# say hi..



## TIGER (Nov 19, 2003)

Hello, just wanna say hello to all of u guys (girls?)! btw is there any man here? i feel dat there are many girlish talk here :wink: but its ok. Members of this forum are very nice. Someday i'll send my Anggora pic named Aurell.
Hey, all of u came from american huh?


----------



## carealicious (Nov 2, 2003)

There are some men here....bean is one of them....

I am not a man, but, welcome anyway...


----------



## TIGER (Nov 19, 2003)

carealicious said:


> There are some men here....bean is one of them....
> 
> I am not a man, but, welcome anyway...


thx carealicious :wink: u're so nice. alicious, is dat da name of ur cat?


----------



## Aonir (Aug 18, 2003)

Welcome to CatForum! Im a girl and from America.. How'd you ever guess? lol I believe we have people from different countries though. I know my other forums do!


----------



## TIGER (Nov 19, 2003)

Aonir said:


> Welcome to CatForum! Im a girl and from America.. How'd you ever guess? lol I believe we have people from different countries though. I know my other forums do!
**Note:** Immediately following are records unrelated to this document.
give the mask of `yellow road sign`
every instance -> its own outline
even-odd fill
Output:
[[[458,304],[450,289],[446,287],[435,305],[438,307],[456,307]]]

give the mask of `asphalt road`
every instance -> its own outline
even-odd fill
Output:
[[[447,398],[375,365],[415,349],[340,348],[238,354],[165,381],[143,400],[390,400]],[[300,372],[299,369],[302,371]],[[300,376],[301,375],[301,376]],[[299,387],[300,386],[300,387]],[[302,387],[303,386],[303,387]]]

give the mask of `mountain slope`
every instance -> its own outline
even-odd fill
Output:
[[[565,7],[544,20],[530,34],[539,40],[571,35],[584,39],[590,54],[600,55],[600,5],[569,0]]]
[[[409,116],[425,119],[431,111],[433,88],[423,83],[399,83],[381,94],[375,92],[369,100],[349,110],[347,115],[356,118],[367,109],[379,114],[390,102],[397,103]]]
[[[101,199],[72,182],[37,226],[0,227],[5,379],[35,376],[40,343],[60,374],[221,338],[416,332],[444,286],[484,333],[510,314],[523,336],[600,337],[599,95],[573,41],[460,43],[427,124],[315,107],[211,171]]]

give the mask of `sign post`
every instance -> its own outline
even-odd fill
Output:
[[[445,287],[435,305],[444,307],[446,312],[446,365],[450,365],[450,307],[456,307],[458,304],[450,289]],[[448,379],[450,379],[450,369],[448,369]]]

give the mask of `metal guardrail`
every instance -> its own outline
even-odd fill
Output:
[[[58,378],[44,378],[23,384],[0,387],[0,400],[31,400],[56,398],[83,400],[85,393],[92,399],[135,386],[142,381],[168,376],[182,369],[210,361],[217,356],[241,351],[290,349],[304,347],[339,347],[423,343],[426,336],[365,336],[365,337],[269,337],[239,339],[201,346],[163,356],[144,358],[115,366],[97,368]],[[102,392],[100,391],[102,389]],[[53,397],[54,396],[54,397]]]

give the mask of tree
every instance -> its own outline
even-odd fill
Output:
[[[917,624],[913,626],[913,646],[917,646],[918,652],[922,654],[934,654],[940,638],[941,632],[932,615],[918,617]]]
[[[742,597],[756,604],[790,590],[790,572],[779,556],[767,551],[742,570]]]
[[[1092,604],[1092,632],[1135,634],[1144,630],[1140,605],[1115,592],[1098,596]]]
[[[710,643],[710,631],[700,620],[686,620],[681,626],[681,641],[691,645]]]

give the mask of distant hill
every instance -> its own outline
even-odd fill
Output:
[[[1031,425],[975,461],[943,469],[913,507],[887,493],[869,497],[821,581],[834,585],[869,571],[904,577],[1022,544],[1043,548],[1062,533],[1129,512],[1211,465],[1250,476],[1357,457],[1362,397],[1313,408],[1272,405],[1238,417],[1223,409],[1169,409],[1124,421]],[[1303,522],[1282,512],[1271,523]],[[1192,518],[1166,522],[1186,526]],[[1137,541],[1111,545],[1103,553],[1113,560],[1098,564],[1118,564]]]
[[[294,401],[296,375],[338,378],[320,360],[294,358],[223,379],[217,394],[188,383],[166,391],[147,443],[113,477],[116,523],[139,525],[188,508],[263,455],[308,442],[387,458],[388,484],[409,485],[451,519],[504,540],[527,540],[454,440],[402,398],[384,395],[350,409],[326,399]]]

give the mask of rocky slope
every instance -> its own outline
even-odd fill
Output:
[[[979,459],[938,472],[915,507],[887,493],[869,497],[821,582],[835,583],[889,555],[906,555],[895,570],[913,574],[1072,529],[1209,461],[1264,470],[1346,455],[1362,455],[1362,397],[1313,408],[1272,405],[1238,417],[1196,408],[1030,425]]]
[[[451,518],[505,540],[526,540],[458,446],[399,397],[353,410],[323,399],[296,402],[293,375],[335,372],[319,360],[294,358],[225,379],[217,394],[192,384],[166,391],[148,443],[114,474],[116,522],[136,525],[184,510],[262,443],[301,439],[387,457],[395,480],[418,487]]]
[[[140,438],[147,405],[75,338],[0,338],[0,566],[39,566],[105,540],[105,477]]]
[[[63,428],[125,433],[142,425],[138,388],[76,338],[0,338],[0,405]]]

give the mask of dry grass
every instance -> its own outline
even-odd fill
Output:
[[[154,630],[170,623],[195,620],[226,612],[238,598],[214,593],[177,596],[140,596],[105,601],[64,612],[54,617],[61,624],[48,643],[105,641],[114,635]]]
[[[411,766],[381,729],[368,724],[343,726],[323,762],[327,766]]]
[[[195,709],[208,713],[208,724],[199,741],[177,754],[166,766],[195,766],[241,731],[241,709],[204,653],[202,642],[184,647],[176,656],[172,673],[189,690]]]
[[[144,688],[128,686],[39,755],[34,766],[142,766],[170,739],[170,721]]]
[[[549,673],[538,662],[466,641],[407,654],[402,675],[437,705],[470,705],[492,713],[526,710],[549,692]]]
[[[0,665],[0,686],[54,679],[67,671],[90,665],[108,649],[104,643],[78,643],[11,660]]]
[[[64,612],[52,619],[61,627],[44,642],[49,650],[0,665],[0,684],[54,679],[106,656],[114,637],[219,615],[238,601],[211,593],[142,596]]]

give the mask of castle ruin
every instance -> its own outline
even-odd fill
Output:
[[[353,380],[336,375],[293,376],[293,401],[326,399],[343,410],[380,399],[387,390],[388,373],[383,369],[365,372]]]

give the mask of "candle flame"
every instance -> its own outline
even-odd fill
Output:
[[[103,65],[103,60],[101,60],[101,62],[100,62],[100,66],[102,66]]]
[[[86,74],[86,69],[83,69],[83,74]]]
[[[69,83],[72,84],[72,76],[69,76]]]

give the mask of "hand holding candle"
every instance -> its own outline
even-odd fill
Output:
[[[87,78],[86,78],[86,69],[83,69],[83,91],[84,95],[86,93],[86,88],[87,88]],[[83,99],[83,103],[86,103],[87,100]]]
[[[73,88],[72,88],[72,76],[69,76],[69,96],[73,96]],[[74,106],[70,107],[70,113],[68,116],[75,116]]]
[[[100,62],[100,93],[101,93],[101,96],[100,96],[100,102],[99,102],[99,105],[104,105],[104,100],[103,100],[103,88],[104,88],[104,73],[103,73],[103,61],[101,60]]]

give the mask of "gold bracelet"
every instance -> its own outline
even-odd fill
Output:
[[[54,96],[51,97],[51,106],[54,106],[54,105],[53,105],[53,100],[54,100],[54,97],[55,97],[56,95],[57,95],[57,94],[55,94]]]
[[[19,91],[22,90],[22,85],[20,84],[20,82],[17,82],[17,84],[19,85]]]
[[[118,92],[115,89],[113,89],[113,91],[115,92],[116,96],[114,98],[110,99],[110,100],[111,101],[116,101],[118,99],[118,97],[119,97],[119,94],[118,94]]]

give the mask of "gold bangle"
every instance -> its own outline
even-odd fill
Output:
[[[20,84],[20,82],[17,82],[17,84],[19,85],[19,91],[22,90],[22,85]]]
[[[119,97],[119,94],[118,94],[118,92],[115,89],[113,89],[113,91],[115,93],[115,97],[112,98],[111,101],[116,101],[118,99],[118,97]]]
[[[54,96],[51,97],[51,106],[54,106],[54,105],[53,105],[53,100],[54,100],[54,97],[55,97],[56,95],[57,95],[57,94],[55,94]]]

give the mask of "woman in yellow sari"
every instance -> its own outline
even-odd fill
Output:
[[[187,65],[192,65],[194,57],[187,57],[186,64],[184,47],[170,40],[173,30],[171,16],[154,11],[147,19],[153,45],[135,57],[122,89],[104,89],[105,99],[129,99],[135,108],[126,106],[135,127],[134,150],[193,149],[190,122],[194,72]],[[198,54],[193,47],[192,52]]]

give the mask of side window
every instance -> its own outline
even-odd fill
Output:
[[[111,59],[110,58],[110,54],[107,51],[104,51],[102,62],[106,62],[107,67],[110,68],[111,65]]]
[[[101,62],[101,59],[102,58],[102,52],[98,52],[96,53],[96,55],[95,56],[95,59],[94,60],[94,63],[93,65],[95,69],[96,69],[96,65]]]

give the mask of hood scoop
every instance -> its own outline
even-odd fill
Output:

Hi Aonir, how do u do? seems u're expert here :lol: :lol:


----------



## Aonir (Aug 18, 2003)

WoW! I just noticed I had all my KittyHeads!


----------



## kitkat (Sep 22, 2003)

Welcome to forum ,man, hehe another fellow girl here from the US. Look forward to seeing some pics of your cat soon :wink:


----------



## Ioana (Jul 12, 2003)

Welcome, TIGER - where are you from?
I am from Romania but am living in the USA


----------